The International Circassian Council (ICC) is a political organization that represents Circassian peoples across the world, and seeks an independent Circassia from Russia.

==History==
The ICC is based in New Jersey which has the highest concentration of Circassian diaspora in the United States. The council promotes good relations with the governments of Israel and Georgia for their support of Circassian organizations, and the taking in of Circassian refugees.

The ICC heavily protested the 2014 Winter Olympics due to its skiing event being held on Krasnaya Polyana, the site of a massacre of Circassians during the Circassian genocide.

Iyad Youghar has served as the chairman of the ICC, speaking at the Estonian parliament in 2015 that the cause of Baltic independence is the same as Circassian independence.

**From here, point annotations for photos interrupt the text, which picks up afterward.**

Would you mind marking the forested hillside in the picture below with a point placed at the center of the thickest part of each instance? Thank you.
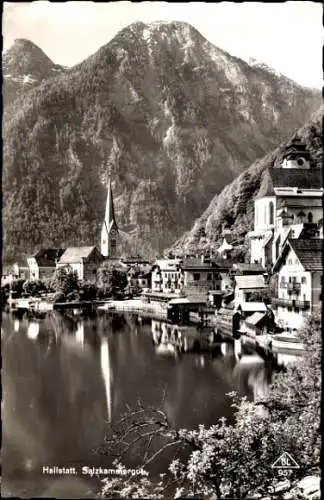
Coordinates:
(176, 118)
(233, 208)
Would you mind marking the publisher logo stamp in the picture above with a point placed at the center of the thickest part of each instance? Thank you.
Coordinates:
(284, 464)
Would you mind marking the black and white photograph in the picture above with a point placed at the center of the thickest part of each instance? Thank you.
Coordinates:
(162, 250)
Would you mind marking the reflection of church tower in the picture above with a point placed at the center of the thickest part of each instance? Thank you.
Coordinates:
(106, 374)
(109, 231)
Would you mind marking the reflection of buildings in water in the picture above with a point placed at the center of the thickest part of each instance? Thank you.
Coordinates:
(252, 371)
(79, 334)
(106, 373)
(237, 349)
(156, 331)
(285, 359)
(168, 338)
(33, 330)
(258, 382)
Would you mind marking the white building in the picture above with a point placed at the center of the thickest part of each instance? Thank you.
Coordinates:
(83, 260)
(300, 281)
(166, 276)
(246, 287)
(290, 198)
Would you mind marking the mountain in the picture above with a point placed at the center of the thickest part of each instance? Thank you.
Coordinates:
(25, 66)
(232, 210)
(176, 118)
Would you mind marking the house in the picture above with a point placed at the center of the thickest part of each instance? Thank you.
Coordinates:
(256, 324)
(166, 276)
(215, 298)
(289, 197)
(225, 249)
(244, 269)
(139, 276)
(248, 308)
(300, 281)
(42, 264)
(247, 286)
(200, 275)
(83, 260)
(20, 270)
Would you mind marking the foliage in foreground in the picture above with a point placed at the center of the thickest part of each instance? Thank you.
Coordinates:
(232, 461)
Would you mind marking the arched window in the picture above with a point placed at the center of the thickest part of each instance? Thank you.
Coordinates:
(271, 212)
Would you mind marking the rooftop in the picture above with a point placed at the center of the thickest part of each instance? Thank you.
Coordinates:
(75, 254)
(250, 281)
(245, 267)
(309, 252)
(196, 263)
(297, 177)
(253, 307)
(255, 318)
(47, 257)
(278, 177)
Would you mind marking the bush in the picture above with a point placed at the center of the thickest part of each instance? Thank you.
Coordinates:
(65, 281)
(17, 287)
(59, 297)
(88, 291)
(34, 287)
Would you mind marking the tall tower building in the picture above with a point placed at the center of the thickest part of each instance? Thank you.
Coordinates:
(109, 231)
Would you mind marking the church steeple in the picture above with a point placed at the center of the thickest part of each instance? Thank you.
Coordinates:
(109, 231)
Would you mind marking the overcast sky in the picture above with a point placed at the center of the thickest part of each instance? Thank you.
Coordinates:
(286, 36)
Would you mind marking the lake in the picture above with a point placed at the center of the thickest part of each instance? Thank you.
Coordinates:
(66, 377)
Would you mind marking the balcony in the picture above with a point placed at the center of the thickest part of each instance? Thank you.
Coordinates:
(301, 304)
(293, 288)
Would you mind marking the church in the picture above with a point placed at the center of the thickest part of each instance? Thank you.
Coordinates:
(289, 205)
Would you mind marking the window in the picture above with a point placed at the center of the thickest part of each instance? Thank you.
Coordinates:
(271, 210)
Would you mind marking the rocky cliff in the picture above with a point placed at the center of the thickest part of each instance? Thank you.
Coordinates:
(176, 118)
(24, 67)
(233, 209)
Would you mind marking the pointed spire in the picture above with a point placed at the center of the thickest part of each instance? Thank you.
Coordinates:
(110, 227)
(110, 210)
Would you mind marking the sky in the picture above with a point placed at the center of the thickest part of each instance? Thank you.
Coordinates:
(286, 36)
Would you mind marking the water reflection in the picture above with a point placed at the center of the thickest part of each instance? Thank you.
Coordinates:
(106, 373)
(66, 376)
(33, 330)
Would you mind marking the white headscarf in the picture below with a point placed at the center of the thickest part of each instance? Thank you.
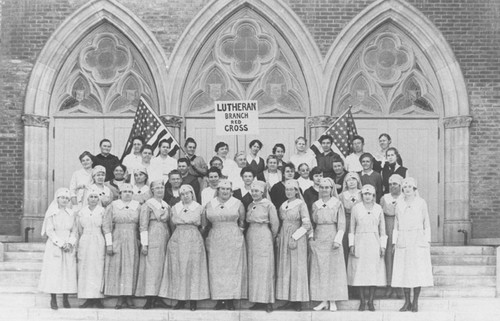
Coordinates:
(54, 207)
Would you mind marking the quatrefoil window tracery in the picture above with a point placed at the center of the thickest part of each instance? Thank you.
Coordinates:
(106, 59)
(246, 50)
(387, 59)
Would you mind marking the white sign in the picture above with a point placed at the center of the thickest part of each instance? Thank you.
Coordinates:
(236, 117)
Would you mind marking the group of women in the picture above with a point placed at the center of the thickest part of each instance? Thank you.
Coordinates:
(117, 239)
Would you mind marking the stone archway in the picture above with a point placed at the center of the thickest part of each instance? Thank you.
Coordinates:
(454, 116)
(37, 109)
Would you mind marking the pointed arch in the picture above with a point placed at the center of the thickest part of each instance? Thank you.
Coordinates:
(421, 30)
(214, 15)
(71, 32)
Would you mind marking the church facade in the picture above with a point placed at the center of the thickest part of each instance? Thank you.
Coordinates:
(427, 72)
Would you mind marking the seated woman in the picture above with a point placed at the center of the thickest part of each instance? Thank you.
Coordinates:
(328, 274)
(227, 255)
(154, 235)
(185, 273)
(91, 252)
(367, 243)
(262, 230)
(292, 284)
(411, 240)
(120, 229)
(59, 259)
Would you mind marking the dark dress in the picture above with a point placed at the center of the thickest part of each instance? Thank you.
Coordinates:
(388, 170)
(325, 163)
(310, 196)
(169, 196)
(109, 162)
(257, 167)
(374, 179)
(339, 180)
(277, 194)
(245, 199)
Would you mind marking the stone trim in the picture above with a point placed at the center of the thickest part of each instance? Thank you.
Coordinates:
(457, 121)
(35, 120)
(172, 120)
(320, 121)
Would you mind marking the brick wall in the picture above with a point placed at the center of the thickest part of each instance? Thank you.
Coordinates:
(471, 27)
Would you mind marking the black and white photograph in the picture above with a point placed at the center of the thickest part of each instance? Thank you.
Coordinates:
(248, 160)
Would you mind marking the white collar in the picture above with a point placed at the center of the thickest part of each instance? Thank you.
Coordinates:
(180, 206)
(158, 205)
(290, 205)
(229, 203)
(143, 189)
(121, 205)
(331, 203)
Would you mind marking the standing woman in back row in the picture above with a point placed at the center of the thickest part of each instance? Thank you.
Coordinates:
(411, 237)
(120, 229)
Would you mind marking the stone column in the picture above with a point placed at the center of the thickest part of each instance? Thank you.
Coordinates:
(36, 173)
(317, 125)
(174, 124)
(456, 179)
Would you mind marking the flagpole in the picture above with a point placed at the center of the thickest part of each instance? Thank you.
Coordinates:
(161, 121)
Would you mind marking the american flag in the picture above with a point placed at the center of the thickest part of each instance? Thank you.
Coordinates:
(342, 131)
(149, 126)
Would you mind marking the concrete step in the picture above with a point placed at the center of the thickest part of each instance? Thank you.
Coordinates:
(459, 292)
(243, 315)
(23, 256)
(466, 281)
(463, 270)
(19, 278)
(463, 260)
(24, 247)
(21, 266)
(462, 250)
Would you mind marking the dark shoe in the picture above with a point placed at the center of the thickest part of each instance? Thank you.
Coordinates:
(406, 307)
(180, 305)
(87, 304)
(66, 302)
(148, 305)
(287, 306)
(53, 303)
(159, 303)
(219, 305)
(98, 304)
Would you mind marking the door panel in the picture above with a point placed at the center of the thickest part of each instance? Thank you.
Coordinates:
(417, 142)
(203, 132)
(72, 137)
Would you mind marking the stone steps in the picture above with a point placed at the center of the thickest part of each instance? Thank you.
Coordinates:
(243, 315)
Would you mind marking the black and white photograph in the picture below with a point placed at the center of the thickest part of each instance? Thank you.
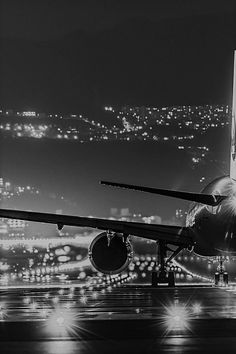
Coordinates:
(117, 176)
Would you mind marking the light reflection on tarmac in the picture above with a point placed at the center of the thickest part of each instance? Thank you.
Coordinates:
(105, 317)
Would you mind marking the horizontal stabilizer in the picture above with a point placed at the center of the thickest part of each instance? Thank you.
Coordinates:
(207, 199)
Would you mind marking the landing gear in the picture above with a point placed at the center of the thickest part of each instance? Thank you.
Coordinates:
(221, 277)
(163, 276)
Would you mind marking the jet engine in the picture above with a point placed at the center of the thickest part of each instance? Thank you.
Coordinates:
(110, 254)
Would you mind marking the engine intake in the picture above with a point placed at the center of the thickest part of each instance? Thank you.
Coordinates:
(110, 256)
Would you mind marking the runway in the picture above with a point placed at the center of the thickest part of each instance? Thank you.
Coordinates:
(117, 315)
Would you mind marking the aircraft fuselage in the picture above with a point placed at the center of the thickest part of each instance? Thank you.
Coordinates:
(214, 228)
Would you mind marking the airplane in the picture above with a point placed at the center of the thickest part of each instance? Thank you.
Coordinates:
(210, 229)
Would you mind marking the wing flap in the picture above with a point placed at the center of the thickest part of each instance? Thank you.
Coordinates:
(172, 234)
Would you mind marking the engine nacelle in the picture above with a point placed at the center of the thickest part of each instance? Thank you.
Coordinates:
(110, 254)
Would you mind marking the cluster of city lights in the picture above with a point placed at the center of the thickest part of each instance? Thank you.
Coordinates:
(143, 123)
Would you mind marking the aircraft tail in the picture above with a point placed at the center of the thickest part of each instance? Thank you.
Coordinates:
(233, 127)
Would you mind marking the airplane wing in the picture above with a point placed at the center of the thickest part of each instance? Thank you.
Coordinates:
(208, 199)
(175, 235)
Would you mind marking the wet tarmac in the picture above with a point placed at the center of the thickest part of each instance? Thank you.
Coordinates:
(117, 317)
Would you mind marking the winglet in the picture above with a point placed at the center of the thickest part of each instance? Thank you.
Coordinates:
(207, 199)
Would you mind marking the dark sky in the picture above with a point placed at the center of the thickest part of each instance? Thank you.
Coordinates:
(53, 18)
(76, 56)
(80, 55)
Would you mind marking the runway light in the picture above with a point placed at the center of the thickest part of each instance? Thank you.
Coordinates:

Russian authorities have been hostile to the ICC and the idea of a Circassian rebirth, claiming that a unified Circassian community does not exist in a political sense.

The ICC is a member of the Congress of the Peoples of the North Caucasus with Iyad Youghar being elected the congress' chairman. As a participant in the Congress, the council was a member of a meeting with the European Parliament about the future of the North Caucasus on 8 November 2023. The congress advocates secession from Russia, with the ICC acting as their Circassian delegation to lead a prospective Independent Circassia.